La gravedad de la complejidad en las interfaces digitales

Fuentes: Gravity is worth asking about.

El diseñador conocido como Unsung reflexiona sobre cómo la complejidad se acumula de forma inadvertida en las interfaces digitales, retomando ideas del periodista John Gruber sobre el crecimiento de la publicidad en productos de Apple, como la App Store, Apple News y, potencialmente, Apple Maps. La entrada rescata un intercambio de 2007 entre Bob Keefe y Steve Jobs: ante la pregunta de por qué los Mac no llevan adhesivos del programa Intel Inside, Jobs respondió con ironía: «Preferimos nuestros propios adhesivos».

A partir de ahí, el texto expone una regla implícita de diseño: en las interfaces no existe una posición intermedia. Aceptar un solo ajuste, una sola excepción o un solo atajo abre la puerta a una cascada imparable de añadidos. Ejemplos concretos ilustran el fenómeno: el menú contextual de Chrome pasó de una bifurcación entre nueva ventana y nueva pestaña a tres alternativas, y la herramienta de captura de pantalla de iOS amplió sus opciones de guardar o borrar a cinco opciones que el usuario debe evaluar cada vez.
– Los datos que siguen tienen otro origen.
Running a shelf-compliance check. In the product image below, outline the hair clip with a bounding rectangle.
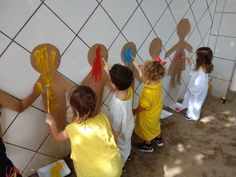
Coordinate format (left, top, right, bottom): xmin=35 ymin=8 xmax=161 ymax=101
xmin=154 ymin=57 xmax=167 ymax=65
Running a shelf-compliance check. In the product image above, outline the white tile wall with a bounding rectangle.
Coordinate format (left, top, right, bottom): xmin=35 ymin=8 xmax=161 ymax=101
xmin=219 ymin=13 xmax=236 ymax=36
xmin=209 ymin=0 xmax=236 ymax=96
xmin=0 ymin=0 xmax=223 ymax=176
xmin=0 ymin=33 xmax=11 ymax=54
xmin=0 ymin=0 xmax=40 ymax=38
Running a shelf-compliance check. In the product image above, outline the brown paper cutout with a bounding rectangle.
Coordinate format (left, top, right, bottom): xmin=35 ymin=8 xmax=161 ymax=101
xmin=165 ymin=18 xmax=193 ymax=88
xmin=120 ymin=42 xmax=142 ymax=81
xmin=22 ymin=43 xmax=75 ymax=130
xmin=149 ymin=37 xmax=162 ymax=59
xmin=81 ymin=44 xmax=109 ymax=109
xmin=0 ymin=90 xmax=22 ymax=112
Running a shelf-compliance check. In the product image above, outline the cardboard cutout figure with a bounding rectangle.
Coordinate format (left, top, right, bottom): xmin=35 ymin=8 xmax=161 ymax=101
xmin=0 ymin=90 xmax=22 ymax=112
xmin=149 ymin=37 xmax=166 ymax=65
xmin=149 ymin=37 xmax=162 ymax=59
xmin=121 ymin=42 xmax=141 ymax=81
xmin=22 ymin=44 xmax=75 ymax=130
xmin=165 ymin=18 xmax=193 ymax=88
xmin=81 ymin=44 xmax=109 ymax=109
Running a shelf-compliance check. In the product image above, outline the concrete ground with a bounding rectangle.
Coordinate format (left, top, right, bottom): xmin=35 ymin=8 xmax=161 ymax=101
xmin=31 ymin=97 xmax=236 ymax=177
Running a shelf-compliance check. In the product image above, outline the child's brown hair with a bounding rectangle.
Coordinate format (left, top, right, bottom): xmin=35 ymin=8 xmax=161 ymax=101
xmin=195 ymin=47 xmax=214 ymax=73
xmin=70 ymin=86 xmax=97 ymax=121
xmin=143 ymin=60 xmax=165 ymax=81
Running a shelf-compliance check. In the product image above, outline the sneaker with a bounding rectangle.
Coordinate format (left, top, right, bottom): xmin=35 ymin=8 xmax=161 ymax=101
xmin=127 ymin=155 xmax=133 ymax=160
xmin=122 ymin=166 xmax=126 ymax=173
xmin=184 ymin=114 xmax=193 ymax=120
xmin=152 ymin=137 xmax=164 ymax=147
xmin=138 ymin=143 xmax=153 ymax=152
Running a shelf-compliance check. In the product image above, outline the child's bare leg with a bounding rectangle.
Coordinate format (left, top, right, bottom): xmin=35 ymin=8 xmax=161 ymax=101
xmin=170 ymin=73 xmax=176 ymax=88
xmin=176 ymin=71 xmax=181 ymax=85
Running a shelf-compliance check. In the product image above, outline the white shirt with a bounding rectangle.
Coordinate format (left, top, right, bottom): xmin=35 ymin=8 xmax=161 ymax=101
xmin=183 ymin=69 xmax=208 ymax=120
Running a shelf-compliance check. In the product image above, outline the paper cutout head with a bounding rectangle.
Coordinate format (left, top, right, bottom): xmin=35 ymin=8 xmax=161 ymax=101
xmin=121 ymin=42 xmax=137 ymax=67
xmin=149 ymin=37 xmax=162 ymax=59
xmin=81 ymin=44 xmax=109 ymax=109
xmin=177 ymin=18 xmax=191 ymax=39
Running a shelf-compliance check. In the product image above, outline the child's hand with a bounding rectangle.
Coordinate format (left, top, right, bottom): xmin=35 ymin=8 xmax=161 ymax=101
xmin=102 ymin=57 xmax=111 ymax=73
xmin=45 ymin=114 xmax=55 ymax=126
xmin=182 ymin=57 xmax=192 ymax=66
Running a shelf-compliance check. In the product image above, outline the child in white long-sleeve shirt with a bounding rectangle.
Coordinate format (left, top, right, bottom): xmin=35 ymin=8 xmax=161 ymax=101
xmin=183 ymin=47 xmax=213 ymax=120
xmin=109 ymin=64 xmax=134 ymax=169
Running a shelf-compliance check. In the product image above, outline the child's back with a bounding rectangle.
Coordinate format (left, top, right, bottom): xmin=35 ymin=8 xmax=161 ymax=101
xmin=46 ymin=86 xmax=122 ymax=177
xmin=135 ymin=82 xmax=162 ymax=141
xmin=66 ymin=113 xmax=121 ymax=177
xmin=134 ymin=59 xmax=165 ymax=152
xmin=183 ymin=47 xmax=213 ymax=120
xmin=109 ymin=64 xmax=134 ymax=165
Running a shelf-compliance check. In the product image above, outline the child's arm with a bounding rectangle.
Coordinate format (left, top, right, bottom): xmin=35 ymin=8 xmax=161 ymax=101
xmin=165 ymin=44 xmax=178 ymax=58
xmin=21 ymin=79 xmax=43 ymax=111
xmin=0 ymin=90 xmax=22 ymax=112
xmin=133 ymin=105 xmax=146 ymax=116
xmin=46 ymin=114 xmax=69 ymax=142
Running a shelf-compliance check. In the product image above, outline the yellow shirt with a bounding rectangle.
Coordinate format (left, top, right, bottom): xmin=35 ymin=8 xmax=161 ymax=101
xmin=66 ymin=113 xmax=122 ymax=177
xmin=134 ymin=82 xmax=162 ymax=141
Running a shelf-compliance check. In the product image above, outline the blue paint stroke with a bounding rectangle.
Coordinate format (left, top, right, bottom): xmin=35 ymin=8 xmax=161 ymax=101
xmin=123 ymin=48 xmax=133 ymax=68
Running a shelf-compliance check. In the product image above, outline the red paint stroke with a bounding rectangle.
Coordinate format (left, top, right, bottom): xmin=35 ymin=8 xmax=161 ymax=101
xmin=154 ymin=57 xmax=167 ymax=65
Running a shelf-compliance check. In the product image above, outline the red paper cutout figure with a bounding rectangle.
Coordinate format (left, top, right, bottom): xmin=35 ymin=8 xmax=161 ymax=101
xmin=91 ymin=46 xmax=102 ymax=82
xmin=81 ymin=44 xmax=109 ymax=109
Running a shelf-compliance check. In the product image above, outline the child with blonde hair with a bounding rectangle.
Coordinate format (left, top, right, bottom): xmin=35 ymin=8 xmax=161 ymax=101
xmin=133 ymin=60 xmax=165 ymax=152
xmin=46 ymin=86 xmax=122 ymax=177
xmin=109 ymin=64 xmax=135 ymax=171
xmin=183 ymin=47 xmax=213 ymax=120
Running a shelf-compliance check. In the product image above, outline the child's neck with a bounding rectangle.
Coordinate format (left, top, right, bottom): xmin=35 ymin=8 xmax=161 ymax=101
xmin=115 ymin=89 xmax=129 ymax=100
xmin=146 ymin=80 xmax=160 ymax=85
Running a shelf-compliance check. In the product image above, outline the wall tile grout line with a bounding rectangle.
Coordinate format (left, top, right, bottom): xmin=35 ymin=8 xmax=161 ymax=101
xmin=105 ymin=0 xmax=143 ymax=49
xmin=210 ymin=34 xmax=236 ymax=38
xmin=3 ymin=141 xmax=37 ymax=153
xmin=205 ymin=0 xmax=214 ymax=24
xmin=43 ymin=3 xmax=89 ymax=52
xmin=207 ymin=0 xmax=218 ymax=46
xmin=0 ymin=31 xmax=31 ymax=53
xmin=213 ymin=0 xmax=226 ymax=53
xmin=187 ymin=0 xmax=207 ymax=40
xmin=135 ymin=1 xmax=178 ymax=102
xmin=137 ymin=0 xmax=168 ymax=52
xmin=2 ymin=112 xmax=20 ymax=136
xmin=187 ymin=1 xmax=213 ymax=41
xmin=0 ymin=2 xmax=43 ymax=58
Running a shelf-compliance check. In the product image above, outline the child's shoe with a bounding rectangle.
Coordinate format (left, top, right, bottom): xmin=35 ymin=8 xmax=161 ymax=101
xmin=127 ymin=155 xmax=133 ymax=161
xmin=138 ymin=142 xmax=154 ymax=152
xmin=152 ymin=136 xmax=164 ymax=147
xmin=184 ymin=114 xmax=193 ymax=120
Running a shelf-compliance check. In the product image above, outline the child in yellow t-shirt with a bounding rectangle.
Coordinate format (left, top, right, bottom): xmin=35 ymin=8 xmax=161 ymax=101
xmin=133 ymin=60 xmax=165 ymax=152
xmin=46 ymin=86 xmax=122 ymax=177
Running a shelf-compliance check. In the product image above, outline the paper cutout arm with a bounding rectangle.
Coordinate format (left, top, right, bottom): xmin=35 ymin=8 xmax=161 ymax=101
xmin=0 ymin=91 xmax=22 ymax=112
xmin=184 ymin=42 xmax=193 ymax=52
xmin=21 ymin=79 xmax=43 ymax=111
xmin=165 ymin=44 xmax=178 ymax=58
xmin=57 ymin=73 xmax=76 ymax=92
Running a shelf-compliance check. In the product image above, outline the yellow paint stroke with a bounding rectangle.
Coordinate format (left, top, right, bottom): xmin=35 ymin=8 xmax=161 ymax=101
xmin=50 ymin=162 xmax=63 ymax=177
xmin=33 ymin=46 xmax=56 ymax=113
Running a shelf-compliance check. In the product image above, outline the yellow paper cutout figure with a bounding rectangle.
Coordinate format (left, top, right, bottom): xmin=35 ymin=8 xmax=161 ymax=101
xmin=22 ymin=44 xmax=75 ymax=130
xmin=81 ymin=44 xmax=109 ymax=109
xmin=121 ymin=42 xmax=141 ymax=81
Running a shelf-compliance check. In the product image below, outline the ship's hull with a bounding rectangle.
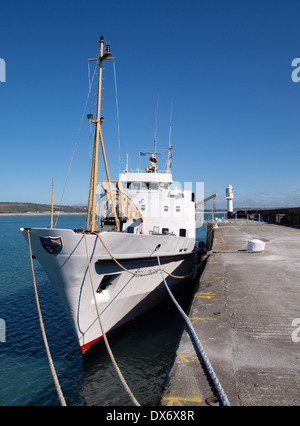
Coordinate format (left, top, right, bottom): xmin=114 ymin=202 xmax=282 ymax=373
xmin=22 ymin=228 xmax=195 ymax=354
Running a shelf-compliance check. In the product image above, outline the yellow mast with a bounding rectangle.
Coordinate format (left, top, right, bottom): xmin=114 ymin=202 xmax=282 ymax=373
xmin=50 ymin=178 xmax=54 ymax=228
xmin=86 ymin=37 xmax=120 ymax=232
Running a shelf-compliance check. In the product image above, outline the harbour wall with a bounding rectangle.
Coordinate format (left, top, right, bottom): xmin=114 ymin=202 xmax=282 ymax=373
xmin=236 ymin=207 xmax=300 ymax=226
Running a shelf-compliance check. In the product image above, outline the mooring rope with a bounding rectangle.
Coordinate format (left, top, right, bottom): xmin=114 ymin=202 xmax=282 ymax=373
xmin=157 ymin=254 xmax=230 ymax=406
xmin=27 ymin=229 xmax=67 ymax=406
xmin=84 ymin=233 xmax=140 ymax=406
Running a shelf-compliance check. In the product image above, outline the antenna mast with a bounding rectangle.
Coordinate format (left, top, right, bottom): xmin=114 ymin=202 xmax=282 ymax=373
xmin=168 ymin=104 xmax=173 ymax=172
xmin=86 ymin=37 xmax=120 ymax=232
xmin=154 ymin=96 xmax=159 ymax=157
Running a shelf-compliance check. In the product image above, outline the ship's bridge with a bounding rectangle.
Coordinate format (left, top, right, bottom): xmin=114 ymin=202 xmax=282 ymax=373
xmin=120 ymin=172 xmax=173 ymax=189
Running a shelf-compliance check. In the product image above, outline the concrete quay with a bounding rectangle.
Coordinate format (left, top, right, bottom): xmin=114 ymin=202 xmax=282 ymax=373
xmin=161 ymin=223 xmax=300 ymax=406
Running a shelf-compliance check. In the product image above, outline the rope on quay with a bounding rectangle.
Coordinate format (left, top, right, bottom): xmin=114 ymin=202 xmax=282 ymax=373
xmin=84 ymin=233 xmax=140 ymax=407
xmin=27 ymin=229 xmax=67 ymax=407
xmin=157 ymin=254 xmax=230 ymax=406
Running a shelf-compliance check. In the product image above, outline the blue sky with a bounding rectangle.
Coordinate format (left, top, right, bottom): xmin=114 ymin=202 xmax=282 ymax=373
xmin=0 ymin=0 xmax=300 ymax=207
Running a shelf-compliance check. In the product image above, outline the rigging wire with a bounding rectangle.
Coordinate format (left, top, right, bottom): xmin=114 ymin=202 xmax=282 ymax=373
xmin=113 ymin=60 xmax=121 ymax=176
xmin=54 ymin=60 xmax=97 ymax=228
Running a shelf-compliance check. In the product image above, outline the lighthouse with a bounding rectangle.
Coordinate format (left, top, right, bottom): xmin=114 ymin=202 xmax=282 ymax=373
xmin=226 ymin=185 xmax=233 ymax=217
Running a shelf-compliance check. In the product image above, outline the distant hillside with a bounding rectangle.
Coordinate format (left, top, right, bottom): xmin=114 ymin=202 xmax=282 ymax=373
xmin=0 ymin=202 xmax=87 ymax=214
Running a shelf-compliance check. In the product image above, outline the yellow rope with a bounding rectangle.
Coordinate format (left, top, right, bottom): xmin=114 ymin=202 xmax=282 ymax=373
xmin=84 ymin=233 xmax=140 ymax=406
xmin=27 ymin=229 xmax=67 ymax=406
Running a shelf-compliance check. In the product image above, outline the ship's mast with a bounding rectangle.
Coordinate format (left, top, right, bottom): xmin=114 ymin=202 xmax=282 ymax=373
xmin=86 ymin=37 xmax=119 ymax=232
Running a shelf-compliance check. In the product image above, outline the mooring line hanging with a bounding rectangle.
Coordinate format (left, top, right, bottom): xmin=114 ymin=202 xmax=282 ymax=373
xmin=157 ymin=254 xmax=230 ymax=406
xmin=27 ymin=229 xmax=67 ymax=407
xmin=84 ymin=233 xmax=140 ymax=406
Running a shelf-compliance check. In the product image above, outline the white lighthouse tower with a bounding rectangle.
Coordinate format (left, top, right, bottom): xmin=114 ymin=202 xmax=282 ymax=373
xmin=226 ymin=185 xmax=233 ymax=217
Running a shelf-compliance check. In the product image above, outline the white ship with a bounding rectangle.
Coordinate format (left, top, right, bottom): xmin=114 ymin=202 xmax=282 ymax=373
xmin=21 ymin=38 xmax=195 ymax=354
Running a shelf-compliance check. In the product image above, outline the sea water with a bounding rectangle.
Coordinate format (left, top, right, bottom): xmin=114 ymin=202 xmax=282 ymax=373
xmin=0 ymin=215 xmax=220 ymax=406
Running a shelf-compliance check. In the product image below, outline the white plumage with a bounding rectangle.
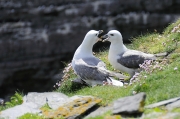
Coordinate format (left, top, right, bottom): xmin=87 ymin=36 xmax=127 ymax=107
xmin=103 ymin=30 xmax=156 ymax=77
xmin=72 ymin=30 xmax=125 ymax=86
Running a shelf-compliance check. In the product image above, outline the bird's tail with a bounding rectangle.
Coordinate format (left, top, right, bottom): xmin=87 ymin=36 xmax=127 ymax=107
xmin=107 ymin=70 xmax=128 ymax=79
xmin=107 ymin=77 xmax=124 ymax=86
xmin=154 ymin=52 xmax=168 ymax=57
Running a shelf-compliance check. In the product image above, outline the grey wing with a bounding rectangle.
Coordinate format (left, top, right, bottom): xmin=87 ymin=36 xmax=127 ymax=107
xmin=117 ymin=55 xmax=146 ymax=68
xmin=74 ymin=64 xmax=108 ymax=81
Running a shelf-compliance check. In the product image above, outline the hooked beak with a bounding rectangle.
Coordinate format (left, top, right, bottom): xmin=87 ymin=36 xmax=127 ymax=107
xmin=97 ymin=30 xmax=103 ymax=41
xmin=102 ymin=34 xmax=109 ymax=42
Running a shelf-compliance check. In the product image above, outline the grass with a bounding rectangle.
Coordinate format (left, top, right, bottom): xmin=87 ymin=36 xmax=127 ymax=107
xmin=1 ymin=19 xmax=180 ymax=119
xmin=56 ymin=20 xmax=180 ymax=105
xmin=0 ymin=92 xmax=23 ymax=111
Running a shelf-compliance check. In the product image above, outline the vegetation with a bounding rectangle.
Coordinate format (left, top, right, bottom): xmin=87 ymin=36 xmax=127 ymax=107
xmin=0 ymin=92 xmax=23 ymax=111
xmin=0 ymin=20 xmax=180 ymax=119
xmin=56 ymin=20 xmax=180 ymax=105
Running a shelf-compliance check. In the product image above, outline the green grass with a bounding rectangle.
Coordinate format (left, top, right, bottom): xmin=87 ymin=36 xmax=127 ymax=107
xmin=0 ymin=19 xmax=180 ymax=119
xmin=0 ymin=92 xmax=23 ymax=111
xmin=56 ymin=20 xmax=180 ymax=105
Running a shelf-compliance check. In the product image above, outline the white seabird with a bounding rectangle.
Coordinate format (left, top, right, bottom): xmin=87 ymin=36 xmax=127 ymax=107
xmin=103 ymin=30 xmax=165 ymax=78
xmin=72 ymin=30 xmax=126 ymax=86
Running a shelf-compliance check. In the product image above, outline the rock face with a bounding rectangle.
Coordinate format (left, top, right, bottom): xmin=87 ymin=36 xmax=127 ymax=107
xmin=0 ymin=0 xmax=180 ymax=98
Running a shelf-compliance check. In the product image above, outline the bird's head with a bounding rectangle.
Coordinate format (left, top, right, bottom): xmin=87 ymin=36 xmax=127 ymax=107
xmin=84 ymin=30 xmax=103 ymax=44
xmin=102 ymin=30 xmax=122 ymax=43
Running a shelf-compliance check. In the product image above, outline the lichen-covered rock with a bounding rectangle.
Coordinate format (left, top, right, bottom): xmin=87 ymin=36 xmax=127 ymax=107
xmin=0 ymin=102 xmax=41 ymax=119
xmin=25 ymin=92 xmax=69 ymax=109
xmin=42 ymin=96 xmax=101 ymax=119
xmin=145 ymin=97 xmax=180 ymax=108
xmin=113 ymin=93 xmax=146 ymax=115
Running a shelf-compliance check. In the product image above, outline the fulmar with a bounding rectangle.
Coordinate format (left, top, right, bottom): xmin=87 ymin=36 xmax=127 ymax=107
xmin=72 ymin=30 xmax=126 ymax=86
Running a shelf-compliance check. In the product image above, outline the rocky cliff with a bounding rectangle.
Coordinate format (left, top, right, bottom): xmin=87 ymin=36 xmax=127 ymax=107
xmin=0 ymin=0 xmax=180 ymax=98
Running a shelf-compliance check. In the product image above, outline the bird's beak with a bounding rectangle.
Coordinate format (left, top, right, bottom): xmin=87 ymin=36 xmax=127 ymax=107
xmin=97 ymin=30 xmax=103 ymax=41
xmin=102 ymin=34 xmax=109 ymax=42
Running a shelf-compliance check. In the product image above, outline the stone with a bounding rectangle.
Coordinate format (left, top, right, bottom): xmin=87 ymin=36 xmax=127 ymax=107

La clave, según el autor, está en la naturaleza infinitamente extensible del software: siempre se puede añadir un botón más, hacer un elemento más pequeño o agregar una barra de desplazamiento. Las malas decisiones, además, funcionan como código reutilizable y crean precedentes difíciles de revertir. Por eso resulta imprescindible contar en los equipos con personas capaces de imponer límites de manera deliberada y decir, como Jobs, que no se añadirá ese elemento. Un razonamiento aplicable tanto a la publicidad intrusiva como al crecimiento desordenado de funciones.